Age, Biography and Wiki
Who is it? | Economist |
Birth Day | July 05, 1936 |
Birth Place | Minnigaff, Kirkcudbrightshire, Scotland, British |
Age | 86 YEARS OLD |
Birth Sign | Leo |
Institution | Chinese University of Hong Kong Oxford University University of Cambridge |
Field | Political economics |
Alma mater | University of Edinburgh Trinity College, Cambridge |
Doctoral advisor | Richard Stone |
Doctoral students | Partha Dasgupta Nicholas Stern Peter J. Hammond Franklin Allen Barry Nalebuff Huw Dixon Anthony Venables John Vickers Alan Manning Gareth Myles Paul Seabright Hyun-Song Shin Zhang Weiying |
Awards | Nobel Memorial Prize in Economic Sciences (1996) |
Net worth
James Mirrlees, a renowned economist from Britain, is projected to have a net worth ranging from $100,000 to $1 million in 2024. Mirrlees' expertise in economics has earned him considerable recognition and success. As a globally acclaimed economist, he has made significant contributions to the field. Mirrlees' net worth reflects his achievements and the impact of his work, positioning him as a prominent figure in the economic realm.
Biography/Timeline
Born in Minnigaff, Kirkcudbrightshire, Mirrlees was educated at the University of Edinburgh (MA in Mathematics and Natural Philosophy in 1957) and Trinity College, Cambridge (Mathematical Tripos and PhD in 1963 with thesis title Optimum Planning for a Dynamic Economy, supervised by Richard Stone). He was a very active student debater. One contemporary, Quentin Skinner, has suggested that Mirrlees was a member of the Cambridge Apostles along with fellow Nobel Laureate Amartya Sen during the period.
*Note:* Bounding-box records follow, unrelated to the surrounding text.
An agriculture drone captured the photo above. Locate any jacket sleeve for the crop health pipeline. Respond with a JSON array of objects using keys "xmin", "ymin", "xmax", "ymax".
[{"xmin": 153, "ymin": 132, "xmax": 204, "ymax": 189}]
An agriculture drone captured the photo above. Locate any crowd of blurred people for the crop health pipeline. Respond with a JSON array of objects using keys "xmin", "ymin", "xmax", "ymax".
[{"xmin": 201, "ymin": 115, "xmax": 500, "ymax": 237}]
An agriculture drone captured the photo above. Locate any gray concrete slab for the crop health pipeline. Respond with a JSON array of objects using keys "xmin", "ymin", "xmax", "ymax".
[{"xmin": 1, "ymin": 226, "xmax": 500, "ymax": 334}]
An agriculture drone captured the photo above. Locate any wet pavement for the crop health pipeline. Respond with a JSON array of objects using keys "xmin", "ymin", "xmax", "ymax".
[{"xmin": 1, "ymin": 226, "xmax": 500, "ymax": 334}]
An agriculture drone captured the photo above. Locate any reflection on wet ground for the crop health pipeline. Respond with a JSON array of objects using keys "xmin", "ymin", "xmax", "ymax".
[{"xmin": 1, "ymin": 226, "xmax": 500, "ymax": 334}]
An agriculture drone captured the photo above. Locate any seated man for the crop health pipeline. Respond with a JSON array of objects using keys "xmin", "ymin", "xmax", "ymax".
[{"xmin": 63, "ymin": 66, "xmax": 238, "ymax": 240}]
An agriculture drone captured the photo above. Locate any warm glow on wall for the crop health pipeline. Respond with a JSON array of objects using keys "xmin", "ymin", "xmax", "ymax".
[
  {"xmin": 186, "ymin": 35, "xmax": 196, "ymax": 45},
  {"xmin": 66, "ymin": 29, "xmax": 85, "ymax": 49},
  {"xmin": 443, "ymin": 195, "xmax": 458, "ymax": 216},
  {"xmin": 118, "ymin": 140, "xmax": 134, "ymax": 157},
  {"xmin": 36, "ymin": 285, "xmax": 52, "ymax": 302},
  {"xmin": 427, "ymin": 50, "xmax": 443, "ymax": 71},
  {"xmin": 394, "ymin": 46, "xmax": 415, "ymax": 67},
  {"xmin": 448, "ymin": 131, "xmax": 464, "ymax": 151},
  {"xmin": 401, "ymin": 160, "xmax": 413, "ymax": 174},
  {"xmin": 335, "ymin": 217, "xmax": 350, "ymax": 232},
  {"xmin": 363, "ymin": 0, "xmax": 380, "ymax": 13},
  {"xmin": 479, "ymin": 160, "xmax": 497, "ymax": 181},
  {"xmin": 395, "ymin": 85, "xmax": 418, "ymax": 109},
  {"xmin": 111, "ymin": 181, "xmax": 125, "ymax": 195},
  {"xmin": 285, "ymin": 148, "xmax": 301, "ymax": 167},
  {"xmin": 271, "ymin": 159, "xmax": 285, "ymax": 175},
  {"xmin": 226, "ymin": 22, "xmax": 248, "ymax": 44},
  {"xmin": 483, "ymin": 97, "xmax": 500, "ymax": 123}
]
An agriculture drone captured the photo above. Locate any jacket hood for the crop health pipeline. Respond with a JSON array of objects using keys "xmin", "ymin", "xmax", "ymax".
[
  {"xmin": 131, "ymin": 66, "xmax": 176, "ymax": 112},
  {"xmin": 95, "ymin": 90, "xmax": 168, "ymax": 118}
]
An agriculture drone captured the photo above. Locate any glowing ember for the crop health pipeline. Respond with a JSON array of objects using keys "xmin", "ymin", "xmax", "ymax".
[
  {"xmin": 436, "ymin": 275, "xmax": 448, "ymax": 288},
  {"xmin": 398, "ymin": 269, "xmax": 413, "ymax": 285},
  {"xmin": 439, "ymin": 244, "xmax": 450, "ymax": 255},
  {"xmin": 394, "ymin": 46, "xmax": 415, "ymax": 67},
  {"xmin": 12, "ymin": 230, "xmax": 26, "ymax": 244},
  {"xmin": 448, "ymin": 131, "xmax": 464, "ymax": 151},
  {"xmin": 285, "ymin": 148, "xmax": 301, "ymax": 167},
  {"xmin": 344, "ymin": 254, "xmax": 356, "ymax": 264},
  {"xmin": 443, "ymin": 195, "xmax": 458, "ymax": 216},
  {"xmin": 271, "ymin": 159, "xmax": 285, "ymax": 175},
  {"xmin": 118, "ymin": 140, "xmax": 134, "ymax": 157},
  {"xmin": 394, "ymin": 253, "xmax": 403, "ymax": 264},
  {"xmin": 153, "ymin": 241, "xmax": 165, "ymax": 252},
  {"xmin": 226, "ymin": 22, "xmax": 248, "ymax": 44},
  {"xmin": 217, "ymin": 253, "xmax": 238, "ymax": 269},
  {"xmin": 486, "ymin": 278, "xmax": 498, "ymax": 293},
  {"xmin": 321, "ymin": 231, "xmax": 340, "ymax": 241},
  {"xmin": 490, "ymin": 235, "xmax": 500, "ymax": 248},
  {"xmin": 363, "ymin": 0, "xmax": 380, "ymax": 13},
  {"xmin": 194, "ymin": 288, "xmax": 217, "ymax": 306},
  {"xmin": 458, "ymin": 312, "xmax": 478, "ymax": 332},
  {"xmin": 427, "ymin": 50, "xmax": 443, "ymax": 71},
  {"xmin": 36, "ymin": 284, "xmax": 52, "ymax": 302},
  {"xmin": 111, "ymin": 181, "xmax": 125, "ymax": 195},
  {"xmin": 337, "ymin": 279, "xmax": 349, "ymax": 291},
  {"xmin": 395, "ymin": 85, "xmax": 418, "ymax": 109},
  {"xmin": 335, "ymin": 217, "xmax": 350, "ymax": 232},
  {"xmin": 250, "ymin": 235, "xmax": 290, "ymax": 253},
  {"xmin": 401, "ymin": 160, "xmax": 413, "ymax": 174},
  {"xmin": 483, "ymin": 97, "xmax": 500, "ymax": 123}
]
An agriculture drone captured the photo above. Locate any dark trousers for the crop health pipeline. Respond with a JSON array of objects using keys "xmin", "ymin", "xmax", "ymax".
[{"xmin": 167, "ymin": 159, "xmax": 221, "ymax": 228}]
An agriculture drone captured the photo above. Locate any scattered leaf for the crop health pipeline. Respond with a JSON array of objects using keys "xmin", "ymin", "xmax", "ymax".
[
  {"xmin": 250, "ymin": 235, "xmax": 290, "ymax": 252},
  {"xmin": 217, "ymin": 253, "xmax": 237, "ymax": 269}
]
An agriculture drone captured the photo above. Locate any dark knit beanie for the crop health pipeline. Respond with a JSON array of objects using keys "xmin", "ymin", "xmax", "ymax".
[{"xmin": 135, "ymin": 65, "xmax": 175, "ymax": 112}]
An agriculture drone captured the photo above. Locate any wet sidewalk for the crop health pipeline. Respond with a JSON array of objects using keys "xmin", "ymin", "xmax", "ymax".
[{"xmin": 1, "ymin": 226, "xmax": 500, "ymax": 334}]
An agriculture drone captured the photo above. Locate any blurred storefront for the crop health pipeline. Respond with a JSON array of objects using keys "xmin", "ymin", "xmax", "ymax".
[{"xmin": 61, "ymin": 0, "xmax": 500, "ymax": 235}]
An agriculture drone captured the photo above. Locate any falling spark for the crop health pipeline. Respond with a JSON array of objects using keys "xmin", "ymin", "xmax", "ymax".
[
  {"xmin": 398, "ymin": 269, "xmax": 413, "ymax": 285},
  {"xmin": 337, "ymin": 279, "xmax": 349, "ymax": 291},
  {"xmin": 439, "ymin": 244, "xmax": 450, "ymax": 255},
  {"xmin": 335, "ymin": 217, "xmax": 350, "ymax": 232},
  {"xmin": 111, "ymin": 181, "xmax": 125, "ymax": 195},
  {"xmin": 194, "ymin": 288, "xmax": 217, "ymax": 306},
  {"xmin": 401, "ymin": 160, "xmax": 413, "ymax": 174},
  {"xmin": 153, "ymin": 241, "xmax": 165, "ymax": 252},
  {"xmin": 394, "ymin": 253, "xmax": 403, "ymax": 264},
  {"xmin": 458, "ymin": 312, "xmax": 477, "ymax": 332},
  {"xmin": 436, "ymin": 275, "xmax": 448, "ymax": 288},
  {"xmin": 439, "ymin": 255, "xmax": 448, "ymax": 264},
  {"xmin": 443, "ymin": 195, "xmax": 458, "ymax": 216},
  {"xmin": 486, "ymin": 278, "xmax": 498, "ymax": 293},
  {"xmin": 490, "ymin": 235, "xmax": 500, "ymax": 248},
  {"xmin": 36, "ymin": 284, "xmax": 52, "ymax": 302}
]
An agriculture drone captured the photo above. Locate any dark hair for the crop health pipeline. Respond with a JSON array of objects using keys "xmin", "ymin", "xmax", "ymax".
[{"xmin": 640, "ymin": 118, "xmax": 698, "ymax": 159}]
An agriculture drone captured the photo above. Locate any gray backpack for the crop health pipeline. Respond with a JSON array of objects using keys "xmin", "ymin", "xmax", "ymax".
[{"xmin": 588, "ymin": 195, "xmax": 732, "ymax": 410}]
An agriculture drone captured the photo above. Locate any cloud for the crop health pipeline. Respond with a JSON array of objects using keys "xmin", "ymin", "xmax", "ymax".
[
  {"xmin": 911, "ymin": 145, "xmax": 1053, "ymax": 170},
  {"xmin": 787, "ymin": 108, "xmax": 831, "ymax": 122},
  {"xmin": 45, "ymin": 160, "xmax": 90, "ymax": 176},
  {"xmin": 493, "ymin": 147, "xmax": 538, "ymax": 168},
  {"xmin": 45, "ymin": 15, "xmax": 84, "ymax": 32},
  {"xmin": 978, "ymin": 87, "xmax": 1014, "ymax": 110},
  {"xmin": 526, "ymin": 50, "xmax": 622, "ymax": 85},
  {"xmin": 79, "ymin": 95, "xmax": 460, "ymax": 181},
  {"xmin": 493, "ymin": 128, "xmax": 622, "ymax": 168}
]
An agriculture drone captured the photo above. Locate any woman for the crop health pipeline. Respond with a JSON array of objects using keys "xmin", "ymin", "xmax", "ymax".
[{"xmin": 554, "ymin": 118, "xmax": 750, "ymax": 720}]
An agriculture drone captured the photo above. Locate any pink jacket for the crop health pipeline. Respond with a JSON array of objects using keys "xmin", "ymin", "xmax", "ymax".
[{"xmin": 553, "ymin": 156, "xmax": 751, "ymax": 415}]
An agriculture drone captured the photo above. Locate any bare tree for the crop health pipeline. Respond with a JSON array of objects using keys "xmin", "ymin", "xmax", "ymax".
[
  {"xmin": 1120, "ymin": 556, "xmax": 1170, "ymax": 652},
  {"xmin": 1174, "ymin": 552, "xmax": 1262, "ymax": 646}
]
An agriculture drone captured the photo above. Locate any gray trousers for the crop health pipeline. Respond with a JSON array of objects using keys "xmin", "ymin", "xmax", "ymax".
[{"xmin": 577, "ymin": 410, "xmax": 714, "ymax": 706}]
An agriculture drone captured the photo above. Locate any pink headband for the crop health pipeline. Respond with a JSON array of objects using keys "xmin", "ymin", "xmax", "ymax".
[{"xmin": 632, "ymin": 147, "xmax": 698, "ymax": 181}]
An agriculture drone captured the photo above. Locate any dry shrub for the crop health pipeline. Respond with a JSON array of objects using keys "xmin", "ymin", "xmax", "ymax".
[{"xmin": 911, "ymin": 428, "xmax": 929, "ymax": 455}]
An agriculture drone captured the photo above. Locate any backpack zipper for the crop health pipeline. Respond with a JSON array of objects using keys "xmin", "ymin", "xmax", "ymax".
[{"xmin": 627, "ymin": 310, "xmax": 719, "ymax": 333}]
Between 1968 and 1976, Mirrlees was a visiting professor at the Massachusetts Institute of Technology three times. He was also a visiting professor at the University of California, Berkeley (1986) and Yale University (1989). He taught at both Oxford University (1968–1995) and University of Cambridge (1963–1968 and 1995–).
Mirrlees and Vickrey shared the 1996 Nobel Prize for Economics "for their fundamental contributions to the economic theory of incentives under asymmetric information".
In 2009, he was appointed Founding Master of the Morningside College of the Chinese University of Hong Kong.
Mirrlees is also co-creator, with MIT Professor Peter A. Diamond of the Diamond–Mirrlees efficiency theorem, which was developed in 1971.